I agree the McCain Amendment should apply to the DoD. Cheney and Rumsfeld blew having any trust placed in them after Gitmo and Abu Ghraib. But we need a more agressive standard for the CIA that is not torture. These standards can be defined. Put sunset provisions on it, allow Congress to monitor what is going on, but putting down blanket standards restricting the CIA has often proven to be counter-productive. I don't trust the CIA, Rumsfeld and Cheney, but I sure as hell fear what al Qaeda is up to. You should too. McCain argued on Fox News Sunday on November 7, 2005 that the Israelis have good interrogation standards. Even though the Israeli Supreme Court banned torture in 1999--guess what, the Israelis use coercive force today in interrogations. The difference is the Israelis have trained professionals doing it: three years of training, fluent in Arabic, they don't engage in sexual or religious humiliation, and they sure as hell don't delegate interrogations to any Lyndie England types. It is serious business that needs to be professionally done. Pass the McCain Amendment for the DoD and come up with rational sane limits on the CIA.

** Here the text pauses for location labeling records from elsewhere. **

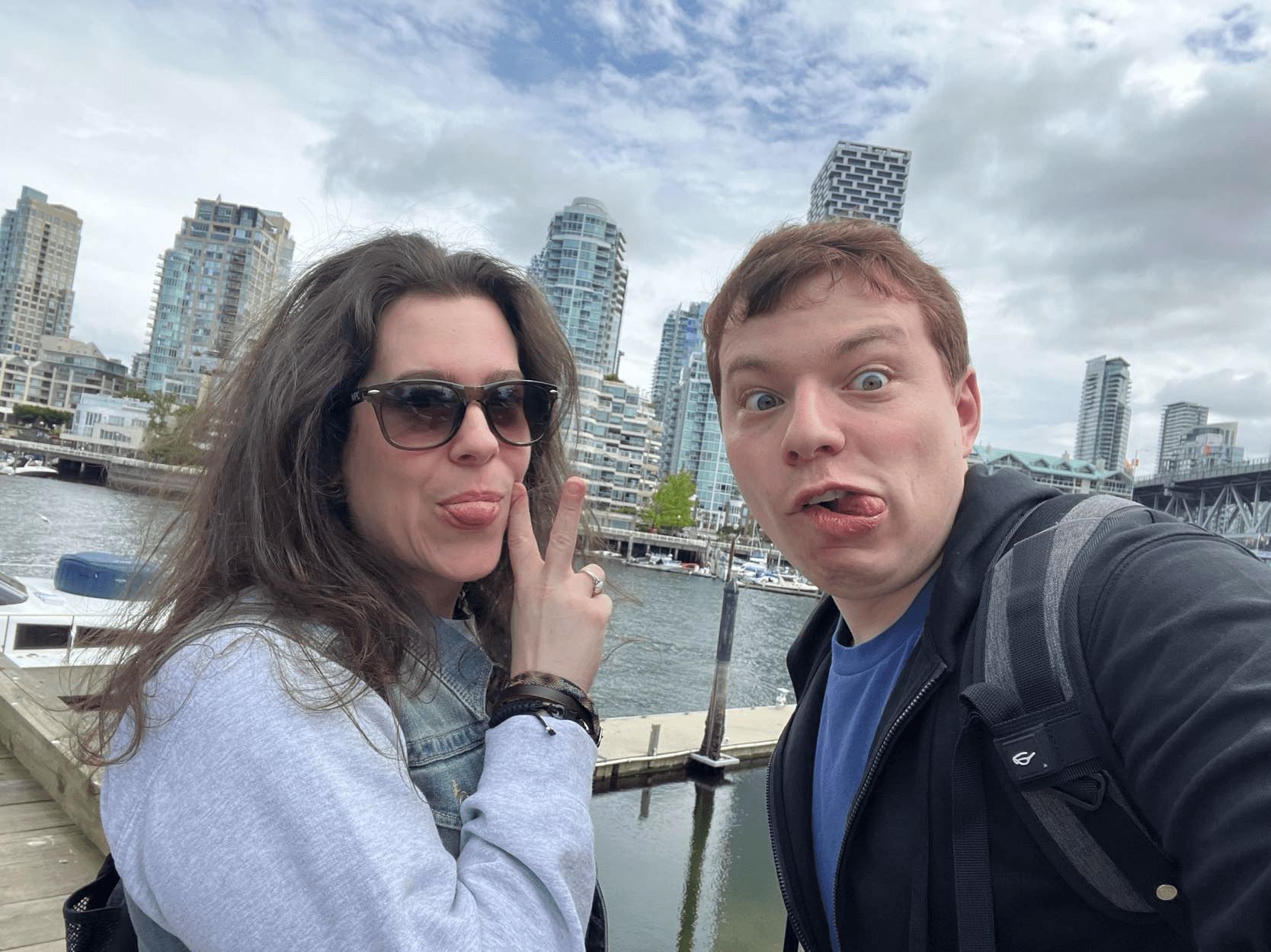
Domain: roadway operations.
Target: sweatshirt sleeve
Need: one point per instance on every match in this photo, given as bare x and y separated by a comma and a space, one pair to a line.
1180, 653
248, 821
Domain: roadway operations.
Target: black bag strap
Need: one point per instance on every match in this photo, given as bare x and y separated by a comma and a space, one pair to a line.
1025, 683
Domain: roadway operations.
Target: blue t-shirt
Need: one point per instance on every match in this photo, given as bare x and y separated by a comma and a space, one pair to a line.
856, 695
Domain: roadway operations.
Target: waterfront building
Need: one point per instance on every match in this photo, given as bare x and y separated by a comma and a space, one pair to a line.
64, 374
226, 264
1176, 421
1202, 448
861, 180
1103, 416
110, 423
614, 444
38, 251
698, 446
1065, 473
582, 275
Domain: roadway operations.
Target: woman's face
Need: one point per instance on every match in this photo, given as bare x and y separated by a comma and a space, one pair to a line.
440, 513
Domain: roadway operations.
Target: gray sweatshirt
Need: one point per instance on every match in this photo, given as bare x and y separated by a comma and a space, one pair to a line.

Unclear how the CIA has not warrant less trust than the military here -- because we were stonewalled more respecting them so we know less about them?
That's weird. Furthermore, if anything, shouldn't we trust military interrogators more since military training includes certain ethics the CIA might not have? This includes the use of mercenary questioners (as noted in the text) and/or "renditions" to other nations known to torture. Again, the record there doesn't warrant our trust either. Sure, we should fear our enemies ... we should fear crossing the line as well. In fact, as we have seen, crossing the line often is counterproductive. Ironic, huh?
Thanks to Scott for his excellent analysis. One thing that I would add is that neither a DOD Directive nor a presidential order can exempt the CIA (or for that matter the Secretary of Defense or the President) from liability under international law for war crimes, which include grave violations of the Geneva Conventions and other treaties for such things as forced disappearances, arbitrary detentions, and unlawful deportations, not to mention torture in any guise.
Apart from this, I would like to note my personal bugbear, which is perhaps important, perhaps not, that if the Administration wants to call all al Qaida terrorists enemy combatants subject to "the laws of war" and not to criminal justice (per Bush's Military Order of 11/13/01 or his subsequent orderless enemy combatant designations), what justifies these persons being exempted from the DoD Directive? In other words, are they or are they not combatants? Get your story straight. If they are combatants (and shouldn't there be a determination of this by a competent tribunal first?), what possible reason can you give for detaining them by a civilian agency and not by the DoD? But in any event, none of these combatants can be considered exempt from protection under international law any more than we can justify or excuse violations of the LOAC on our part because our enemies didn't follow the rules.